I haven’t made fruit gelato for over a year. My last recipe was Apple Pie gelato while I was at Gelato School. My experiments frequently result in a dessert lacking sufficient fruit flavor – or – frozen bits of fruit suspended in a bland base. Yes, I know about premade purees available to amp flavor, but I wanted to find a way to accomplish it without unscrewing a jar – using fresh fruit and not much else. I discovered the answer while reading the May/June edition of “Cook’s Illustrated.” Sarah Mullins’ article addressed a lackluster strawberry mouse, but it struck me that her method could work for frozen dessert challenges as well.
Her answer lies in a fruit juice reduction. Following her instructions, I pulsed the strawberries a few times in a food processor, giving them an ample surface area, and mixed them with a liberal amount of sugar and a bit of salt.
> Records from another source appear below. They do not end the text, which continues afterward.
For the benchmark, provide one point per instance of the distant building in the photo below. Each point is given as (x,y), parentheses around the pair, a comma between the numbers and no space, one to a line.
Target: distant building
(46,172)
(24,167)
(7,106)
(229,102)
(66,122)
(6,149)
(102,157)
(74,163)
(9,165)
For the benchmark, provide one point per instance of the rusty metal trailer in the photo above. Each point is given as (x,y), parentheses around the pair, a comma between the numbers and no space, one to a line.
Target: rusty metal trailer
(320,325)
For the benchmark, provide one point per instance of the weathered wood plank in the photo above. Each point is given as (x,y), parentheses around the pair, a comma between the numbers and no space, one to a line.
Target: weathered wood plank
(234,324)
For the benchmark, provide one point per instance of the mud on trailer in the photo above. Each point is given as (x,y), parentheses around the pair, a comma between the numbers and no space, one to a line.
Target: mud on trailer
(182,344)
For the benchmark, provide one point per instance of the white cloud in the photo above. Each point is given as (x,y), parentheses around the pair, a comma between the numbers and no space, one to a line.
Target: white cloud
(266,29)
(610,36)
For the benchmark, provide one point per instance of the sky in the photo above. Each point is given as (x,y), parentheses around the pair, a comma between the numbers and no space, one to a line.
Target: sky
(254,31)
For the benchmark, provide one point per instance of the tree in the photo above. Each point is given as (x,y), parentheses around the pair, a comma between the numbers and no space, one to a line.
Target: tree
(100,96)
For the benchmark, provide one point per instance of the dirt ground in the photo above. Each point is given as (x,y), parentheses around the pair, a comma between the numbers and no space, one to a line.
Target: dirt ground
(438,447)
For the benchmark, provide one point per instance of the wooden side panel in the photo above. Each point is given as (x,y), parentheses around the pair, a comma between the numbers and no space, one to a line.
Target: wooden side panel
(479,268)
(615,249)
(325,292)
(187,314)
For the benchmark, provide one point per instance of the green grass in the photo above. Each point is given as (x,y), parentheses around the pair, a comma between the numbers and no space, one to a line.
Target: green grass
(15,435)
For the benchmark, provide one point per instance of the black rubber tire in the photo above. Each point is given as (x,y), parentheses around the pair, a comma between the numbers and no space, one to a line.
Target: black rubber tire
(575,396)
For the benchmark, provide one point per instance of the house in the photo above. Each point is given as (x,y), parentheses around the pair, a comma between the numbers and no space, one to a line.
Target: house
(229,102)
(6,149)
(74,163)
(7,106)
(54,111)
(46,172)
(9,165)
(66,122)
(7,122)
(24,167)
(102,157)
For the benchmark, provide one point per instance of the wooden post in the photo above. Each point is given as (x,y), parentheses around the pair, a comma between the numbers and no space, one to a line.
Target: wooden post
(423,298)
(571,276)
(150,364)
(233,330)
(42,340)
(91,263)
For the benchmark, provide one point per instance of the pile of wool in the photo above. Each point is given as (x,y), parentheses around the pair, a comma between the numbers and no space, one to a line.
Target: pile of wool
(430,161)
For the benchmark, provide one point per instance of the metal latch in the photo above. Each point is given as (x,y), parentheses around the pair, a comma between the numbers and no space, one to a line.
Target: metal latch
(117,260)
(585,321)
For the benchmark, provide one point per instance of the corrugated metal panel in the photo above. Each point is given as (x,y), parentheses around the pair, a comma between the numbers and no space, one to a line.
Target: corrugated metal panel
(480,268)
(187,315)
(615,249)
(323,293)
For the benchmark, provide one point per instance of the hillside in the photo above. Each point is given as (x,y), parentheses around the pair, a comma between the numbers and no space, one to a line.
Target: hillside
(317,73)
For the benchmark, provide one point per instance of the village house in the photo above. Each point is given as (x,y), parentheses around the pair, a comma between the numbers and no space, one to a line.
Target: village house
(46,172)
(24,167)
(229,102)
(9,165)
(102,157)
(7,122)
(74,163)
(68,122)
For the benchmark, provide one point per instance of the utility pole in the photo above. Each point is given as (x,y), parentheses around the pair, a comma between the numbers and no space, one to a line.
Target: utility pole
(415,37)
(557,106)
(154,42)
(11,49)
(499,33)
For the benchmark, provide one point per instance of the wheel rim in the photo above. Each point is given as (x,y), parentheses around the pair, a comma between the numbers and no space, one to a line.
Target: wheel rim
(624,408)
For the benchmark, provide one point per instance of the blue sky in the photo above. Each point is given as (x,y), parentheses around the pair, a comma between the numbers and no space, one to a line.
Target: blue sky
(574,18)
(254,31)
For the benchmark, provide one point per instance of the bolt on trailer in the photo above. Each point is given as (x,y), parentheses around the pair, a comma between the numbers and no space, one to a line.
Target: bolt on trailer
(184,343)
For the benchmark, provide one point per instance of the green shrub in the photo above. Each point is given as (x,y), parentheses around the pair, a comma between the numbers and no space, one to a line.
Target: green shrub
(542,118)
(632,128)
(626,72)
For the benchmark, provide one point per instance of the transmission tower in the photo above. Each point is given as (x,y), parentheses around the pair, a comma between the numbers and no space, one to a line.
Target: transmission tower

I let them macerate for 45 minutes at room temperature, stirring occasionally. After maceration, I drained the juice and pureed the drained berries, straining the pulp to remove the seeds. Her stroke of genius was reducing the remaining juice to just a few tablespoons of concentrated flavor. The strawberry puree plus the juice reduction resulted in colorful dessert with a fresh tang without being icy.
Strawberry Frozen Yogurt
Adapted from David Lebovitz’s ‘The Perfect Scoop’ and “Cook’s Illustrated” Fresh Strawberry Mousse
1 lb. fresh strawberries (insipid store-bought berries are fine)
3/4 c. sugar
1 c. plain whole-milk yogurt
1 t. lemon juice
Coarsely chop strawberries in a food processor. Add ½ c. sugar and salt. Macerate for 45 minutes. Meanwhile, mix remaining ¼ c. sugar and yogurt. Add lemon juice. Drain juice from strawberries. Puree strawberries in food processor and strain pulp to remove seeds. Add to yogurt. Reduce strawberry juice to a few tablespoons. Cool and add to yogurt. Let rest in refrigerator for at least an hour, but overnight is preferred. Process in your ice cream maker, following manufacturer’s directions.